La puerta sonó tres veces con un espacio de tiempo tan preciso que, cuando ella la abrió con el teléfono pegado en la oreja, él sonrió al respirar el perfume tan familiar. El aire se cortaba la piel al atravesar el cristal. La arena le mordía los tobillos y el obvio el cosquilleo, quieto, en el suelo, con los ojos pegados en la bombilla amarilla que nunca aprendió a tartamudear.  El rostro de aquellos labios en su cabeza volvía a encender velas sobre una tarta de chocolate.

-Lo harás, mamá, ¿verdad? Yo nunca sabré por qué soplar.

Él permanecía ausente con la camisa de los botones desabrochada, las mangas arrugadas, el sombrero sujeto a la mano, las peras desordenadas alrededor de una minúscula alfombra roja y redonda. Recordó los calcetines de distinto color volando como superman en el exterior. Mamá no traía treinta y nueve velas, tampoco una sola galleta. Mamá traía lágrimas frías en la piel, el pelo blanco y recogido con un pañuelo de seda con pájaros ausentes de color, y a papá. Papá llevaba un pantalón y un abrigo largo. Ella escondió sus uñas rosas y hundió sus rodillas delgadas de quince años más joven junto a sus caderas. Lloraba como si hubiera guardado en su corazón veinticinco años de tormentas de verano.

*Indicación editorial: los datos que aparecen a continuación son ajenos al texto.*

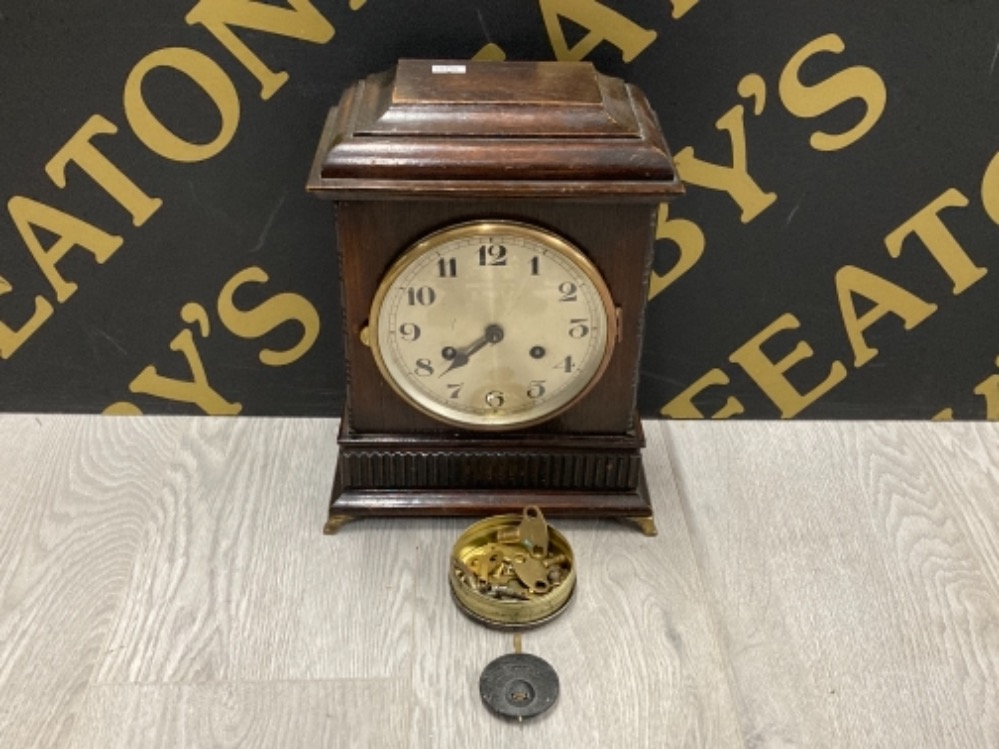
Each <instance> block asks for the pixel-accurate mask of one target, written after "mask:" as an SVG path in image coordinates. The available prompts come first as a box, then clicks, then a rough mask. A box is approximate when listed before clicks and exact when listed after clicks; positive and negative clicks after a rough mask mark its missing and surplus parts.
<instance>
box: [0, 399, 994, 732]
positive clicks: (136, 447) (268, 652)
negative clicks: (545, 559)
mask: <svg viewBox="0 0 999 749" xmlns="http://www.w3.org/2000/svg"><path fill="white" fill-rule="evenodd" d="M336 427H337V425H336V423H335V422H333V421H328V420H292V419H273V420H265V419H249V418H237V419H231V420H218V419H179V418H146V417H139V418H136V417H120V418H110V417H66V416H33V415H15V416H3V417H0V456H2V466H3V468H2V470H0V746H2V747H18V748H19V747H27V746H43V747H63V746H71V747H100V749H107V748H109V747H128V748H129V749H134V748H136V747H143V748H144V747H169V748H170V749H173V748H174V747H199V746H204V747H227V746H234V747H235V746H239V747H255V746H259V747H340V746H342V747H435V748H437V747H461V748H463V749H464V748H466V747H504V748H508V747H518V748H519V747H525V748H526V747H546V748H548V749H550V748H551V747H571V749H588V748H589V747H601V748H602V747H627V748H628V749H637V748H638V747H670V746H703V747H729V746H746V747H757V746H761V747H790V746H798V747H809V748H812V747H875V746H877V747H905V748H906V749H909V748H911V747H962V748H963V747H996V746H999V425H997V424H977V425H970V424H964V425H962V424H957V425H954V424H940V423H937V424H925V423H920V424H912V423H897V424H884V423H876V424H872V423H862V424H856V423H773V422H769V423H736V422H732V423H725V424H721V423H692V422H691V423H677V422H670V423H664V422H663V423H657V422H652V423H649V424H648V425H647V432H648V438H649V446H648V448H647V451H646V460H647V464H648V468H649V471H650V474H651V475H650V482H651V484H652V487H653V493H654V504H655V511H656V516H657V521H658V525H659V529H660V534H659V536H658V537H656V538H646V537H644V536H642V535H641V534H639V533H638V532H637V531H635V530H633V529H631V528H629V527H626V526H623V525H618V524H615V523H612V522H584V521H564V522H561V523H559V528H560V529H561V530H563V532H565V534H566V535H567V536H568V537H569V540H570V541H571V543H572V544H573V547H574V548H575V551H576V557H577V564H578V570H579V588H578V594H577V596H576V598H575V600H574V601H573V603H572V605H571V608H570V609H569V610H568V611H567V612H566V614H565V615H564V616H563V617H562V618H560V619H558V620H556V621H554V622H552V623H550V624H548V625H547V626H544V627H542V628H540V629H537V630H532V631H529V632H528V633H526V634H525V636H524V642H523V645H524V650H525V651H527V652H532V653H535V654H537V655H540V656H542V657H543V658H545V659H546V660H548V661H549V662H550V663H552V665H554V666H555V668H556V670H557V671H558V673H559V675H560V678H561V685H562V694H561V698H560V700H559V702H558V704H557V705H556V706H555V708H554V709H553V710H552V711H551V712H549V713H548V714H546V715H545V716H544V717H542V718H540V719H538V720H536V721H534V722H526V723H524V724H522V725H518V724H515V723H514V724H511V723H506V722H503V721H501V720H499V719H497V718H494V717H493V716H492V715H491V714H489V713H488V712H487V711H486V710H485V709H484V707H483V706H482V704H481V702H480V699H479V696H478V694H477V684H478V677H479V673H480V672H481V670H482V668H483V667H484V666H485V665H486V664H487V663H488V662H489V661H490V660H492V659H493V658H495V657H497V656H499V655H501V654H503V653H507V652H510V651H512V649H513V641H512V637H511V636H510V635H508V634H502V633H497V632H494V631H491V630H487V629H484V628H482V627H480V626H478V625H476V624H474V623H472V622H471V621H470V620H468V619H466V618H465V617H463V616H462V615H461V614H460V613H459V612H458V611H457V609H456V608H455V606H454V605H453V604H452V602H451V600H450V597H449V595H448V589H447V582H446V577H445V569H446V563H447V558H448V553H449V550H450V546H451V544H452V543H453V541H454V540H455V538H456V537H457V536H458V534H459V533H460V531H461V529H462V528H463V527H465V525H467V521H462V520H450V519H448V520H394V521H386V520H373V521H364V522H358V523H354V524H351V525H348V526H346V527H345V528H344V529H343V530H342V531H341V532H340V534H339V535H337V536H334V537H325V536H323V535H322V534H321V528H322V524H323V520H324V516H325V509H326V508H325V503H326V498H327V494H328V491H329V487H330V483H331V478H332V476H331V471H332V466H333V462H334V458H335V454H336V445H335V435H336Z"/></svg>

Afuera el mar comenzó a enseñar los dientes con una rabia inusual. Los árboles bailaban preciosos acechando la horizontalidad. El viento soplaba y la arena desfilaba con disciplina sin desgastar las suelas en el felpudo de aquel hogar. La mano de mamá era áspera. La ausencia de papá era una sombra inacabada. Había un sombrero cubriéndole los dedos de los pies. Supo que nada iba a terminar. Que nada no era un final. El desacierto volvía a ser una talla inexacta para sus ideas. Alguien fundió en negro.